Let’s freeze a couple of frames in this video to better understand how it proves, without a doubt, that you don’t want Amazon to ever produce enhanced content for your products.
Where do I start? First of all, is this A+ page selling dogs, or worse yet, dog paws?
Amazon rules require that product images are of the product. The page in this frame would get immediately rejected by the A+ team because it does not show images of the product. A quick glance creates customer confusion, not exactly what a vendor wants their product content to do.
As for the text… where do I stop?
The text is difficult to read on YouTube, but here are some highlights to consider:
- “An essential tool for homes with pets, the all natural dog bone is great for all your pet needs.”
A dog bone is a “tool” and it’s really “great for all your pet needs”? Will it walk and wash your pet too?
- “They are also shown in improving the dog’s dental health by giving the dog a chance to exercise gums and scrape teeth.”
Did a native-English-speaking marketing person really approve this sentence?

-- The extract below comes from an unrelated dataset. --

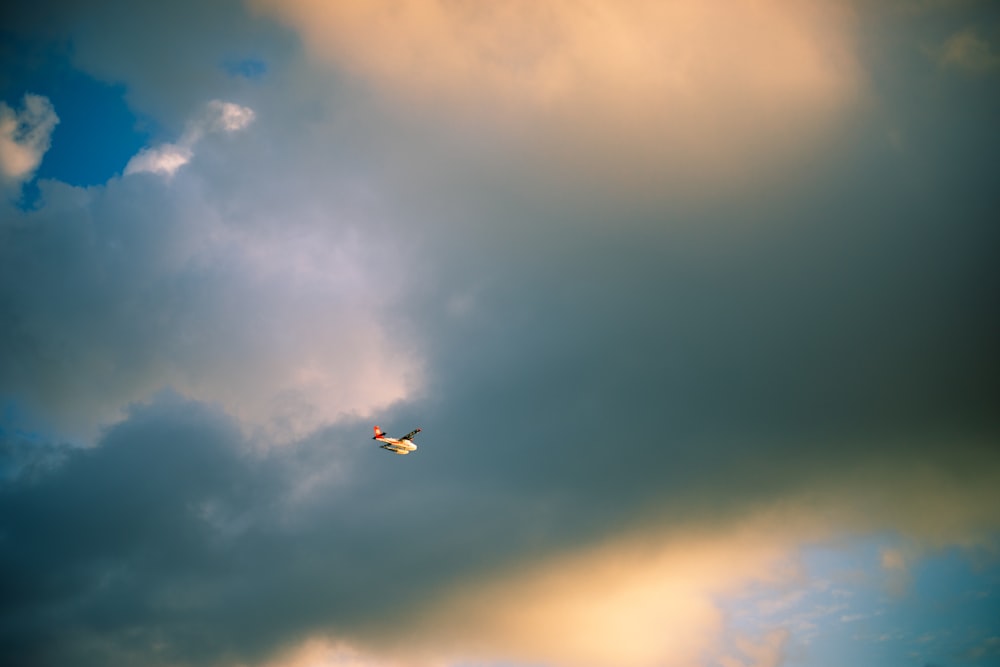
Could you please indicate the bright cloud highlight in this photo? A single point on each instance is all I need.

- “Do you want something that you know only has natural ingredients.”
This question-cum-declarative sentence is playing fast and loose with the all-natural speech and grammar patterns of humans, and it’s also the last sentence of the description. I guess it ends in a period instead of a question mark because there’s really no answer.
And don’t fret about the wealth of minor grammatical errors in this two-section description. Consumers don’t need good grammar, AKA “accurate information,” to make a buying decision, so vendors certainly don’t need a copyeditor’s time to be included in this service.
As for the section headers, usually considered the best avenue for conveying at-a-glance user-benefit product information, here’s what the A+ example shows:
- From Our Home, to Yours
Again, I ask myself, are they selling dogs?
- All Natural for your Dog
And again I wonder, what’s the value of a copyeditor?
Let’s look at another frame:
Here we get to the heart of the matter: Amazon’s new self-service template option in Vendor Central. Notice the prices: For a mere $500, you can purchase space on your product’s page that will house the content you create. That’s right: $500 to describe your product, so consumers know what they are buying. Fair enough, a slotting fee. And for $2,000, you can let Amazon produce the same kind of awesome A+ content you’ve just seen in this video.
Over the next 20 seconds of the video, we are shown how to purchase this service from Amazon. The video says nothing about the turnaround time to build the pages, the rounds of content revisions you won’t get, or the control you won’t have over your messaging. But it does show you how easy it is to submit your order and pay Amazon.
And let’s remember this video is Amazon’s own example of product content for one of their newest products (the self-service template). You’d think they might have invested more energy in the content. Shown the actor the script a few times prior to filming so he knew what he was supposed to say, developed product content that actually demonstrated the features of good content called out in the video, trained the dog to act out the metaphor of looking lost instead of looking like she was just following treats…
All kidding aside, if this video is representative of the importance Amazon places on content production, do you want them to have a say over your content?